"Many ACA members operate in rural areas, and many are rural incumbent local exchange carriers (ILECs) who have been at the forefront of highlighting to the FCC the call completion problem and calling for FCC action to remedy these problems. The FCC supports the FCC's efforts to address rural call completion issues."
In its comments, ACA said it believes that responsibility for fixing any call completion problems should rest with the initial facilities-based long distance provider because that carrier benefits most from provision of the service, controls the call flow (routing and completion) of long-distance calls, and has direct access to complete information about whether a call is completed.
As a result, ACA stated that the FCC need not and should not impose, as it suggested in the NPRM, new monitoring, record retention, and reporting requirements on local exchange voice providers that are not facilities-based, long distance providers. The justification is that these providers do not control call routing and do not have direct access to complete information to track a call to completion.

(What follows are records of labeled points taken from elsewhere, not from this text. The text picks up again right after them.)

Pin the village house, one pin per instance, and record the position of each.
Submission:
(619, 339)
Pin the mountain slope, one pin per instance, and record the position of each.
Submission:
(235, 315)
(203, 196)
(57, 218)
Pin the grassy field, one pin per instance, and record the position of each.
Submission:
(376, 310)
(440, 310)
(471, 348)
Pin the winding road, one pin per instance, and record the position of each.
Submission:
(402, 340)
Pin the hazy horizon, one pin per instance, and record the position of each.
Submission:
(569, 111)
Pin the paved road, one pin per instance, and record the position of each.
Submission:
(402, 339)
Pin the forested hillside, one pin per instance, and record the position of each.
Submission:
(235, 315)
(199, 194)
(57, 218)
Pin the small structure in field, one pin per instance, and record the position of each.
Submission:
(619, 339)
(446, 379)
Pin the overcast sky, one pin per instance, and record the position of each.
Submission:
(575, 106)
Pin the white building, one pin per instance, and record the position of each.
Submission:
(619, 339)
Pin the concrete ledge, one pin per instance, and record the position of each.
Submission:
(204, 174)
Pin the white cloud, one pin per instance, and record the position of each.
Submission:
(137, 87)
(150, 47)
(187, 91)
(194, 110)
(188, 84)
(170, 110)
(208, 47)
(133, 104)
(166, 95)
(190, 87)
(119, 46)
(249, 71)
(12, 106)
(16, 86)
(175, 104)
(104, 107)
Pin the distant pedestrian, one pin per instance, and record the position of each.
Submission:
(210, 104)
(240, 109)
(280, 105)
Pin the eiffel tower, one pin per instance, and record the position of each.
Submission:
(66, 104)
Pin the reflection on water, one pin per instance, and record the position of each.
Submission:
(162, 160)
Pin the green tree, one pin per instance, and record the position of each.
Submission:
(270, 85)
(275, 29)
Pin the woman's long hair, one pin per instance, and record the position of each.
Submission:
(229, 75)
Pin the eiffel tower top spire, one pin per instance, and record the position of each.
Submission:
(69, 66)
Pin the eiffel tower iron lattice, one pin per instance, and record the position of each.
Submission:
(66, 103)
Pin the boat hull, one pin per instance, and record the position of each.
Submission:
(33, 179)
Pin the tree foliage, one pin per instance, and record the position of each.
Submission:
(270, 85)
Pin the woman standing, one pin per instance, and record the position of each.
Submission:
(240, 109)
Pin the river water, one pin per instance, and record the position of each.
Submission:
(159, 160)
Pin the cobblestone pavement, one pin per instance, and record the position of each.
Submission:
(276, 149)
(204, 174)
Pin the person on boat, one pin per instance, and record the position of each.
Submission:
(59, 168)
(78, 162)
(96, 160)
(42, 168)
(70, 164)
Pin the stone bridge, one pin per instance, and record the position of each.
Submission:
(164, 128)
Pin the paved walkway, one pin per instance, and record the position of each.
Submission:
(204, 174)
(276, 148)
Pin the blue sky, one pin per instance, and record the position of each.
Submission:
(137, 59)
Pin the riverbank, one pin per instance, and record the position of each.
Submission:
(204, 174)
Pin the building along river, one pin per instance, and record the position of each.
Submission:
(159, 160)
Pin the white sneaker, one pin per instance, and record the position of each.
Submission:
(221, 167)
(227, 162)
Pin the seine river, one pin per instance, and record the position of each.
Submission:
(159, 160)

"Put simply, imposing monitoring and reporting burdens on ACA Members would be an inefficient and less effective solution than placing requirements on the initial facilities-based, long distance provider," Polka said.
To the extent the FCC adopts a broader regulatory scheme, ACA urged the agency to exempt providers with 100,000 or fewer retail long distance subscribers from monitoring and reporting on call attempts. For providers with more than 100,000 long distance subscribers, ACA urged creation of a safe harbor if their access tariffs or contracts with long distance firms require that the long distance provider complete calls the local providers originate in compliance with any regulatory requirements.

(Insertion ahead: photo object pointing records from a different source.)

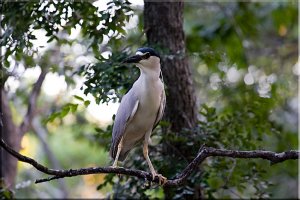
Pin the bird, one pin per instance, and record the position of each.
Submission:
(140, 110)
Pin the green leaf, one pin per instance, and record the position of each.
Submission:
(65, 111)
(87, 103)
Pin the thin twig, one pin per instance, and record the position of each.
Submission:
(203, 153)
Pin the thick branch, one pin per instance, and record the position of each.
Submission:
(32, 102)
(204, 152)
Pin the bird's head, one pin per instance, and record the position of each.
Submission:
(145, 57)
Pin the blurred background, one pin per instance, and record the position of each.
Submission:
(243, 57)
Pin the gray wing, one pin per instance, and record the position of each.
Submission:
(161, 109)
(125, 113)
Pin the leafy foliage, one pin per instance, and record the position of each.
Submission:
(242, 55)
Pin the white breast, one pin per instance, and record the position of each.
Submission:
(149, 94)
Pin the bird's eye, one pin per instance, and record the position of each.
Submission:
(146, 55)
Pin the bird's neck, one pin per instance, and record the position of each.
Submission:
(150, 74)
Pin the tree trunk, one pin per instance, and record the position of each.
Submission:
(163, 23)
(10, 134)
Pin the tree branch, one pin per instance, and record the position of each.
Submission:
(32, 102)
(203, 153)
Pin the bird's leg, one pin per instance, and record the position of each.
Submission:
(161, 178)
(120, 145)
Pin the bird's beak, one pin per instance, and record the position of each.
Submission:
(133, 59)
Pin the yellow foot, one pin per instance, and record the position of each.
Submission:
(161, 178)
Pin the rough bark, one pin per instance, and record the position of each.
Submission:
(163, 24)
(204, 152)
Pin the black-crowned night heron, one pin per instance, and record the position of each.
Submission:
(140, 110)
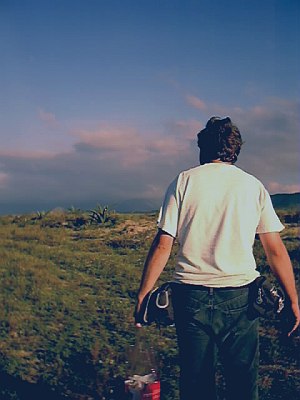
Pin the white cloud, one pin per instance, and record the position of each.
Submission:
(3, 179)
(117, 162)
(48, 117)
(196, 102)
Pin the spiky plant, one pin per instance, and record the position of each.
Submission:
(99, 215)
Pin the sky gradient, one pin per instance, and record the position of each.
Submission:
(101, 100)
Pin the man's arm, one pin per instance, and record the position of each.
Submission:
(282, 268)
(156, 261)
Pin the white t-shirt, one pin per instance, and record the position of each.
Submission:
(215, 210)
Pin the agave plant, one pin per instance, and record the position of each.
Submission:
(100, 215)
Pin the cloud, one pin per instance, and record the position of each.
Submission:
(114, 162)
(271, 149)
(3, 179)
(196, 102)
(48, 117)
(276, 187)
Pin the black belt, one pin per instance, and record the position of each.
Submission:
(212, 289)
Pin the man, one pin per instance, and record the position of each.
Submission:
(214, 211)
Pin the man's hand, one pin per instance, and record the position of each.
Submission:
(137, 317)
(296, 314)
(155, 263)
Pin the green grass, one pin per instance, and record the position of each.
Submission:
(67, 291)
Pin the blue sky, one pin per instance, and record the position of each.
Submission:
(101, 100)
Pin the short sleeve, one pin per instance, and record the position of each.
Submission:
(169, 212)
(269, 221)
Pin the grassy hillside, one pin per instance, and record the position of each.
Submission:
(67, 290)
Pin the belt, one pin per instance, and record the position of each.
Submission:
(212, 289)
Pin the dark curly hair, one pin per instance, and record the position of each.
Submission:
(219, 140)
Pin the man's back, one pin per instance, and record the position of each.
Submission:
(220, 208)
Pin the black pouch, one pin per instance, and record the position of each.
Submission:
(265, 299)
(157, 307)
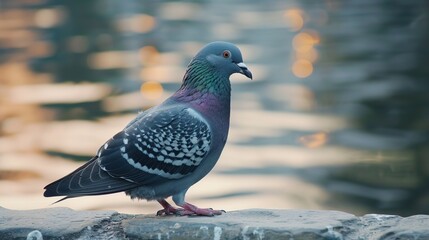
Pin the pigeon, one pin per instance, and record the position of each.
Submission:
(167, 148)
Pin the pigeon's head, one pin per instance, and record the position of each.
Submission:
(224, 57)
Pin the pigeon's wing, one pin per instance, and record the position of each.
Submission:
(88, 179)
(161, 146)
(157, 147)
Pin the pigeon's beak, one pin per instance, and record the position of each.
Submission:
(244, 70)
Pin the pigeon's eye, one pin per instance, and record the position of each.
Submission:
(226, 54)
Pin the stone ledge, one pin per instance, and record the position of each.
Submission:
(64, 223)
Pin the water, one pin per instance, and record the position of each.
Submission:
(336, 117)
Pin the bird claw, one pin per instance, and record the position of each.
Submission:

ACA underscored that the FCC could ferret out the long distant providers that are causing call completion problems even by exempting the vast majority of ACA Members, given that the large local providers - wireline or wireless - have the most voice subscribers, and wireless providers have most of these.

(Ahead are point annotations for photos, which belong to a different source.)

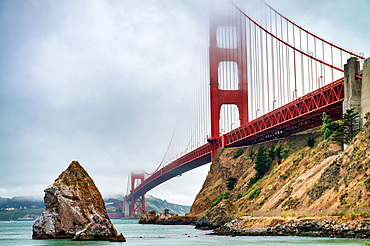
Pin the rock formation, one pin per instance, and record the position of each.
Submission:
(74, 208)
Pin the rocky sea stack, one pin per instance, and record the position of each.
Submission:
(74, 208)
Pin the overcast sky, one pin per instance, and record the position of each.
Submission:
(101, 82)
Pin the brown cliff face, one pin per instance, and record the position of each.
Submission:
(304, 178)
(74, 208)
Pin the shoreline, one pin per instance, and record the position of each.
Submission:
(308, 227)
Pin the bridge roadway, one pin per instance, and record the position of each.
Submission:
(299, 115)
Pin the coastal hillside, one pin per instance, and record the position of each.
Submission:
(298, 177)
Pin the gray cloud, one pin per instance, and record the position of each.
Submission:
(101, 82)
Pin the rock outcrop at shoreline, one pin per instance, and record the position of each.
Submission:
(314, 227)
(152, 217)
(74, 208)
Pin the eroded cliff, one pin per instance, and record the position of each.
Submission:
(300, 178)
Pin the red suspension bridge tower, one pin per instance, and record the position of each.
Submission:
(229, 50)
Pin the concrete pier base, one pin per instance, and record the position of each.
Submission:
(356, 90)
(365, 92)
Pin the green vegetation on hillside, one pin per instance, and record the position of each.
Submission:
(348, 127)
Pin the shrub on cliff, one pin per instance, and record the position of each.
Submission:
(221, 197)
(348, 127)
(231, 182)
(238, 153)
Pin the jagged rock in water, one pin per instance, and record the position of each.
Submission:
(74, 208)
(222, 213)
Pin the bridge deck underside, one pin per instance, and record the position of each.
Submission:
(299, 115)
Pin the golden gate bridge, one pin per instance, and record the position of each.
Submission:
(259, 77)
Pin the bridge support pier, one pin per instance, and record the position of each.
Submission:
(356, 90)
(231, 52)
(138, 203)
(365, 92)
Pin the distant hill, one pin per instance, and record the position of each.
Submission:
(20, 208)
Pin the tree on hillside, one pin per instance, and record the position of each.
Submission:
(231, 182)
(262, 161)
(326, 125)
(348, 127)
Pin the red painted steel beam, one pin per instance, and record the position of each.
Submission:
(299, 115)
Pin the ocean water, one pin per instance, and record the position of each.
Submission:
(20, 233)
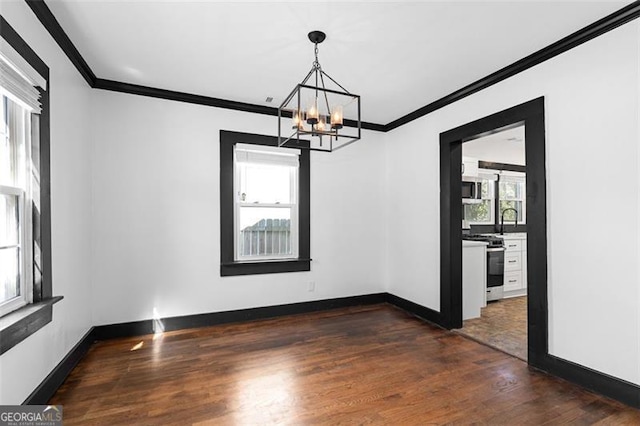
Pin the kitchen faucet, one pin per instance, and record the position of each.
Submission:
(502, 219)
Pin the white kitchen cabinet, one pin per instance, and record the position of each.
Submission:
(515, 265)
(474, 278)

According to year-end 2011 data, of the 442 million retail local telephone service connections, wireless had twice the number of wireline. As for the 143 million wireline connections, a small group of carriers at the top (incumbent or competitor) have that vast number of subscribers. In the cable sector, there are 28 million subscriptions, and 90% of these are with Comcast, Time Warner Cable, and other top ten multiple system operators. ACA's cable provider members with 100,000 or fewer voice subscriptions make up about 0.5% of the total connections - a number that is unlikely to uncover and address any call completion problems, justifying the FCC's proposed exemption.
Compliance costs would be substantial without the exemption, ACA said. One ACA member with approximately 20,000 voice subscribers indicated it would take approximately 1,000 person-hours to establish the process to meet the proposed record keeping requirements, require the installation and use of additional equipment to increase its current 14-day call record storage capacity to meet the six month retention requirement, and take over 100 person-hours each month to analyze, audit, and report on the data.
ACA stressed the practicality of a regulatory framework that focused on long distance carriers. Local service providers have a limited role by originating and terminating long-distance calls for long distance providers and do not control call routing between the local service areas. Thus, the local provider has no role in causing call completion problems.
ACA said that fixing responsibility with the initial facilities-based long distance provider is the most direct and effective solution because these providers can detect call complete problems on their own without needing to gather any additional information about long distance transmissions from the local service provider. This is perhaps best demonstrated by the fact that where a long distance provider uses no intermediate carriers, once it is provided with originating information and the destination from the originating local service provider, it has direct access to all the information required to determine whether a call is completed.
"In other words, the FCC, by looking only to that long distance provider and holding it accountable, can address any call completion problems without involving any other service provider," Polka said. "If the FCC were to impose requirements on the local service provider, it would be burdening two providers for no purpose that would advance the public interest."